There were decreases in prices of clothing and footwear, petrol, second-hand cars and mortgage interest repayments.

But hairdressing and health insurance rose, as did tobacco prices. And rents rose in December by 2.9pc compared with the same month last year.

But this week's announcement that the Government is cutting the rent supplement for 96,000 households is expected to see rents fall again this year.

Energy costs are the main factor pushing up the cost of living, with an 11pc surge in household energy bills. Families have seen the cost of electricity jump by about €150 over a year, following a succession of price hikes announced in the past few months, with domestic gas prices also going up.
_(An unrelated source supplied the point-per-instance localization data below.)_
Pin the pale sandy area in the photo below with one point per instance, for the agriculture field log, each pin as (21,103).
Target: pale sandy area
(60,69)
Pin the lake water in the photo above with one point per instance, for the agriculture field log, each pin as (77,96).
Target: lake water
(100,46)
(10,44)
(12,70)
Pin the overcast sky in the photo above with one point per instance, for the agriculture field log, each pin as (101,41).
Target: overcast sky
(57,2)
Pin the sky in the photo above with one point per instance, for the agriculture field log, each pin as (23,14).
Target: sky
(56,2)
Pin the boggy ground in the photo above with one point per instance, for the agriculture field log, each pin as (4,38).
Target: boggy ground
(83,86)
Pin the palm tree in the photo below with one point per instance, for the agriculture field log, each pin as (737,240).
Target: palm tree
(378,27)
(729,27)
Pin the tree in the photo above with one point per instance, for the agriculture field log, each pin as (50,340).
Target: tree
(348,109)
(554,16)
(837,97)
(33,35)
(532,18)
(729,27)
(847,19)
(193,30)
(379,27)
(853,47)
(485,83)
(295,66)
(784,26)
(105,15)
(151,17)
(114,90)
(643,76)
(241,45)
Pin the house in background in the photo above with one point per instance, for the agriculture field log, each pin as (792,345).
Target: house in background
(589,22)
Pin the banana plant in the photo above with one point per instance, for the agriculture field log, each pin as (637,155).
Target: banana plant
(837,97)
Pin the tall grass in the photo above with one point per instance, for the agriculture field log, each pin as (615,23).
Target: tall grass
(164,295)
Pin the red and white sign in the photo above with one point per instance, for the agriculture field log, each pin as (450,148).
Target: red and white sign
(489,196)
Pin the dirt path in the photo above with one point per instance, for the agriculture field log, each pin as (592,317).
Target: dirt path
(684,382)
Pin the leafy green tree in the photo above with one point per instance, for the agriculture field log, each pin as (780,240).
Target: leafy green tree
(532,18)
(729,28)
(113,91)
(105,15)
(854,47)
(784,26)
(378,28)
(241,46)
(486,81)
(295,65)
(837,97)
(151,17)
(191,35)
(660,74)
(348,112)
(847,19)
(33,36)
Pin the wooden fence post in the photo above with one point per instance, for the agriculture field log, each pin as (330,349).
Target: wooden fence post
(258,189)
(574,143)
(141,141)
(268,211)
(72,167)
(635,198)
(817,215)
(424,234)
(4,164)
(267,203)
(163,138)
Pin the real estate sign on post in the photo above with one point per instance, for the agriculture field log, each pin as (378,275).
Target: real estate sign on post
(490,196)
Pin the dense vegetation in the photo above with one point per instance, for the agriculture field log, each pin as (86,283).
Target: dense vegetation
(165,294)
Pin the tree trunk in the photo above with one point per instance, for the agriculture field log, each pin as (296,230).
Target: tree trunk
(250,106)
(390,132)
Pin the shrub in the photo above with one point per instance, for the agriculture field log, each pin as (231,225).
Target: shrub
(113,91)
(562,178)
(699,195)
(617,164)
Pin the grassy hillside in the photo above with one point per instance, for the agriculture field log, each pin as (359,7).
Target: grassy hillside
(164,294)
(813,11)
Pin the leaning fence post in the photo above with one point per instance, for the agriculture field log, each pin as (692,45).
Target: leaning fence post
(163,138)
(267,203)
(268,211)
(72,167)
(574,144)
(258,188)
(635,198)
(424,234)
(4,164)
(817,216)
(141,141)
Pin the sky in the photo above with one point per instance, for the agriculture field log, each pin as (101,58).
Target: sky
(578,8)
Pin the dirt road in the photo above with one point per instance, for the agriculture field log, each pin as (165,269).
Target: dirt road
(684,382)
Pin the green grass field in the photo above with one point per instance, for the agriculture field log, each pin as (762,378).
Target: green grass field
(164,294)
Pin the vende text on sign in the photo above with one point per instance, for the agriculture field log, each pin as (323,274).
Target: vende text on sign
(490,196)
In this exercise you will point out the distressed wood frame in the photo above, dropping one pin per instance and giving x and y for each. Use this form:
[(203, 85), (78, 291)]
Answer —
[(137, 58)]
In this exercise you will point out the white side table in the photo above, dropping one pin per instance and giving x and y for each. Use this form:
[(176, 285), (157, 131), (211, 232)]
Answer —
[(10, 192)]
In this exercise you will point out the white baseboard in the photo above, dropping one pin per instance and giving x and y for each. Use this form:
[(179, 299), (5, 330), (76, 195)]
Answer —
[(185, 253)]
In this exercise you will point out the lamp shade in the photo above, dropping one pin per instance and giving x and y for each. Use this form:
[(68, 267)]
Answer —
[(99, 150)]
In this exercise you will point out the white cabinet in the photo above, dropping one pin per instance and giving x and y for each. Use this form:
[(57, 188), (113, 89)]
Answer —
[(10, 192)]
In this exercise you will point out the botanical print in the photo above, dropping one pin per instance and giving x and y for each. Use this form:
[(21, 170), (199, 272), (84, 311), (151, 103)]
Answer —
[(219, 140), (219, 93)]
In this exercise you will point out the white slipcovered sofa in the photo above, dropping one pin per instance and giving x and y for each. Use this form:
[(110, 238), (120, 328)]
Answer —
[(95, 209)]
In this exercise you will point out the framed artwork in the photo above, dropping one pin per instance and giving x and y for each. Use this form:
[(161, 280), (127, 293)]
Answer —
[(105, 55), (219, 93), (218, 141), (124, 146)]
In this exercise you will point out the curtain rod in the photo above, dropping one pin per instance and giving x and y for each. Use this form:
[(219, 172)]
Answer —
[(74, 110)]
And petrol prices are also shooting up due to the weakness of the euro against the dollar. Petrol has rise by 7c a litre since Christmas.

But economists said they expected price pressures to ease this year. Another cut in European Central Bank interest rates is expected in the next two months. The 400,000 households with trackers will benefit directly from this, with some of the 250,000 with variable rates also expected to see their payments come down.

Bloxham Stockbrokers economist Alan McQuaid said he expected prices to fall this year despite the rise in the top rate of VAT.

"Continued weak consumer demand will put downward pressure on prices in the coming months, though the indirect tax changes announced in Budget 2012 will add to the consumer price index," he said.

He said that abroad, the main risk to inflation would continue to be energy prices "which could remain elevated due to geopolitical worries".

Retail Ireland (RI) said the latest figures showed the "high level of value currently being offered to consumers in an increasingly competitive retail sector".

RI chairman Frank Gleeson said: "The figures show prices were lower in December for food, alcohol, clothing, footwear, furniture, toys, camera equipment and many other categories."

The CSO also said that the average inflation rate for the whole of 2011 was 2.6pc compared with a fall of 1pc for 2010.

It said mortgage interest costs jumped by more than 20pc during the year, and the cost of home heating oil rose by 24.2pc.

Energy prices rose by 11.9pc, after a 9.6pc increase in 2010. But prices of furniture and household equipment fell 3.2pc last year. Clothing and footwear prices also fell by 1.1pc.